Friday, the East Oregonian obtained a copy of the lawsuit notice the employee had Portland lawyer Thomas K. Doyle send to Umatilla County Counsel Doug Olsen.

Doyle said it's too early in the process to discuss the case. In the notice, Doyle says Gushwa subjected the employee to physical, sexual and emotional abuse, both on and off duty over the course of two years, including in July and August 2010. Doyle also wrote, "This abuse has implicated the terms and condition of employment for (the alleged victim). Moreover, the County and the State have failed to protect (the alleged victim) from this conduct and have condoned retaliation for the reporting of this conduct."

Gushwa said he hadn't seen the tort claim notice. But, after listening to the accusations, he gave this statement: "I deny it. That did not happen."

The Eastern Oregonian usually doesn't reveal the names of reporters of sex crimes or victims. During a brief phone call Friday, the employee confirmed on Aug. 16 she reported Gushwa for a sex crime.

Pendleton police took that report and referred it to the Oregon Department of Justice, which launched its investigation into the accusation Aug. 18.

Agencies kept quiet about that investigation until the Eastern Oregonian broke the story Aug. 26. That same day, Gushwa announced he would take a leave from office while the DOJ conducted the investigation.

In the 12 weeks since then, Tony Green, spokesman for the DOJ, has said he can't comment on the probe.

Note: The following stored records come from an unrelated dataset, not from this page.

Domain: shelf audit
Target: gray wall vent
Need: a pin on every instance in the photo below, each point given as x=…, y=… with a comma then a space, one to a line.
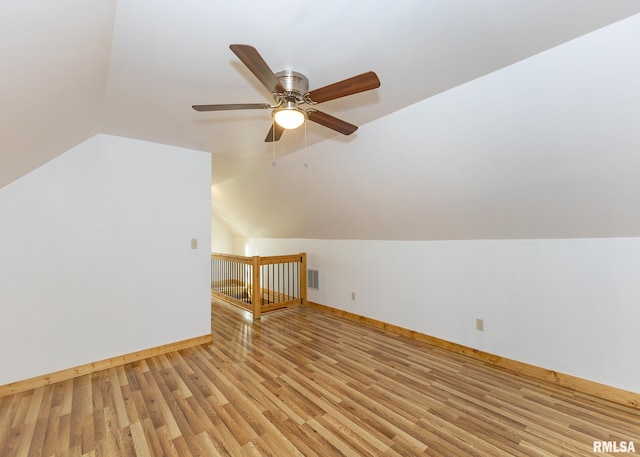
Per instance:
x=313, y=279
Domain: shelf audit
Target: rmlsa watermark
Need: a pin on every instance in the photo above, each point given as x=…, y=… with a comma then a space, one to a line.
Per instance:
x=614, y=446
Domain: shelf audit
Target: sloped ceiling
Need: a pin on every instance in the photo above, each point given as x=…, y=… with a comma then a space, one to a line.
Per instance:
x=134, y=68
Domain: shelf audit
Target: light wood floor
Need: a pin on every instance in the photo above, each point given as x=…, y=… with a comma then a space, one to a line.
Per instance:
x=303, y=382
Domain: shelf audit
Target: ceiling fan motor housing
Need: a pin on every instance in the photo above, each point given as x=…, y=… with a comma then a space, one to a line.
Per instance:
x=295, y=84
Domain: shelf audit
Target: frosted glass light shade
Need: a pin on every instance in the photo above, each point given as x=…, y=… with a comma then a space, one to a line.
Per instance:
x=289, y=118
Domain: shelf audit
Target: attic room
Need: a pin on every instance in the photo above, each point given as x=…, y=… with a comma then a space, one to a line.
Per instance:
x=492, y=177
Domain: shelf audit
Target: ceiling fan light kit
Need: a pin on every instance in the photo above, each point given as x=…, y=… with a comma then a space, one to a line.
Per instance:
x=290, y=117
x=290, y=89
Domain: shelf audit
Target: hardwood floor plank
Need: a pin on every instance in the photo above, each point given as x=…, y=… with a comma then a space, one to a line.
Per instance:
x=304, y=382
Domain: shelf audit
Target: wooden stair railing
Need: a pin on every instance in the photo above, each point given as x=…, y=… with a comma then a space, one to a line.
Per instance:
x=260, y=284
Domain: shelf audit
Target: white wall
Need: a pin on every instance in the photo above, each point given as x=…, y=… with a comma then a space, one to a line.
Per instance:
x=96, y=255
x=222, y=240
x=569, y=305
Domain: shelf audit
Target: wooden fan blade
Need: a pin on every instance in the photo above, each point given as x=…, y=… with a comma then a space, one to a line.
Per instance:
x=332, y=122
x=254, y=62
x=231, y=106
x=274, y=133
x=354, y=85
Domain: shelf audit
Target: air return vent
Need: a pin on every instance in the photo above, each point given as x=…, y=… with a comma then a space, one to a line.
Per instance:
x=313, y=279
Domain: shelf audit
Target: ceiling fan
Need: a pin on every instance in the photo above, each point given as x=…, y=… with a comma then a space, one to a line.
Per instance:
x=290, y=89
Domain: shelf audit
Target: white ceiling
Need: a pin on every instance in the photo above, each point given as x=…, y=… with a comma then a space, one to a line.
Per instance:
x=133, y=68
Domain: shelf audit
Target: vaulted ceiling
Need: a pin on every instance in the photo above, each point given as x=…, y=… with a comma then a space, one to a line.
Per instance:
x=428, y=161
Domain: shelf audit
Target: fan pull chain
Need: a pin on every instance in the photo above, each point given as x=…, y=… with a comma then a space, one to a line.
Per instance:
x=273, y=141
x=306, y=156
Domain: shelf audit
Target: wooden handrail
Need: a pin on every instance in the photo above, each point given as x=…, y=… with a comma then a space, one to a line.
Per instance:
x=242, y=283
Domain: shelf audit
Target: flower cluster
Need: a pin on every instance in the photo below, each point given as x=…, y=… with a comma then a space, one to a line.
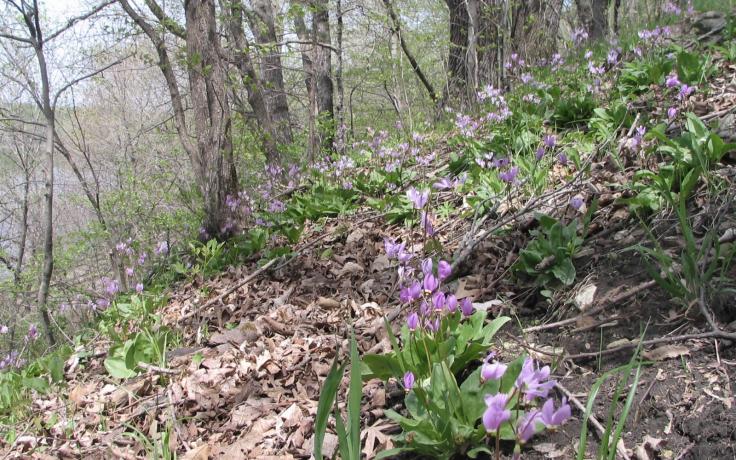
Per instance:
x=425, y=290
x=532, y=384
x=655, y=36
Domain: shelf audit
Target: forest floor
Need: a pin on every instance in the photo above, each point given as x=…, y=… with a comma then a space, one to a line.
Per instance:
x=260, y=340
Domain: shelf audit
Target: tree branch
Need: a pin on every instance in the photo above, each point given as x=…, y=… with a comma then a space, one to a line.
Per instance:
x=70, y=23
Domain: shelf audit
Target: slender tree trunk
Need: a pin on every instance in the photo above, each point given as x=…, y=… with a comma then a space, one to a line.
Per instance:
x=48, y=224
x=305, y=35
x=18, y=270
x=396, y=26
x=211, y=114
x=264, y=30
x=240, y=49
x=340, y=107
x=323, y=66
x=599, y=28
x=456, y=63
x=490, y=42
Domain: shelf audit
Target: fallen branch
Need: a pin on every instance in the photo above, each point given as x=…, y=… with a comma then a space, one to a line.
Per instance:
x=620, y=447
x=156, y=369
x=602, y=306
x=634, y=343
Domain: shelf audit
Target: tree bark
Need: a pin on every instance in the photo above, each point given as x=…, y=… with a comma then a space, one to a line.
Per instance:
x=323, y=67
x=457, y=71
x=261, y=21
x=211, y=114
x=491, y=41
x=240, y=51
x=599, y=27
x=340, y=107
x=305, y=37
x=396, y=26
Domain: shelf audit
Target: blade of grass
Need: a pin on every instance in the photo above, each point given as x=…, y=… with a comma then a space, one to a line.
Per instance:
x=355, y=394
x=326, y=398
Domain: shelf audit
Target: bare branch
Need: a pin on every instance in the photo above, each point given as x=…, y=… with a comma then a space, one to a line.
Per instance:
x=70, y=23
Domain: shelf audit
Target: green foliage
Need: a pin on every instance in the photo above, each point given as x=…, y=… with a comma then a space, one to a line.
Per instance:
x=348, y=431
x=614, y=428
x=457, y=343
x=443, y=417
x=637, y=76
x=40, y=375
x=137, y=336
x=548, y=257
x=571, y=109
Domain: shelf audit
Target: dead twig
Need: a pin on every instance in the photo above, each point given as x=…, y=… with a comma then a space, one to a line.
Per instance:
x=156, y=369
x=605, y=302
x=635, y=343
x=620, y=447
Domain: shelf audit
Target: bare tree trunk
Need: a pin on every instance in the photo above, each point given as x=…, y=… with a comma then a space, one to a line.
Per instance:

Thursday, Green reiterated that and said he couldn't comment on why the scrutiny is seeming to take so long.

"Each case is different," Green said in an e-mail. "Commenting on the length would necessitate discussing aspects of the case that would be inappropriate to discuss."

Gushwa, too, said he wouldn't comment on the DOJ?s investigation. And, in spite of being out of office nearly three months, Gushwa said he has no intention of resigning.

"If I had done anything unlawful, I would resign," Gushwa said. "I want to see the end of the investigation because I want to get back to work."

The district attorney is a state official that receives most of his money from the state and a small stipend from the county. The deputy district attorney's and the rest of the office staff, though, are county employees.

Gushwa has continued to draw a paycheck while on leave. He makes $7,363 a month in salary and receives almost $2,205 in monthly insurance and retirement benefits.

Deputy district attorneys and office staff also haven't commented on Gushwa or how well the office is functioning without its leader. The DOJ has been running the Umatilla County District Attorney's Office since Gushwa stepped aside.

Umatilla County Commissioner Dennis Doherty had concerns about how well the DOJ is handling that work. He said he met with officials in the Oregon Attorney General's Office in Salem and came away feeling much better about the situation.

"They are working to leave the office in better condition than when they found it, so to speak," Doherty said.

Green said making sure the "office is being run the way it should be" is one of the DOJ's top priorities.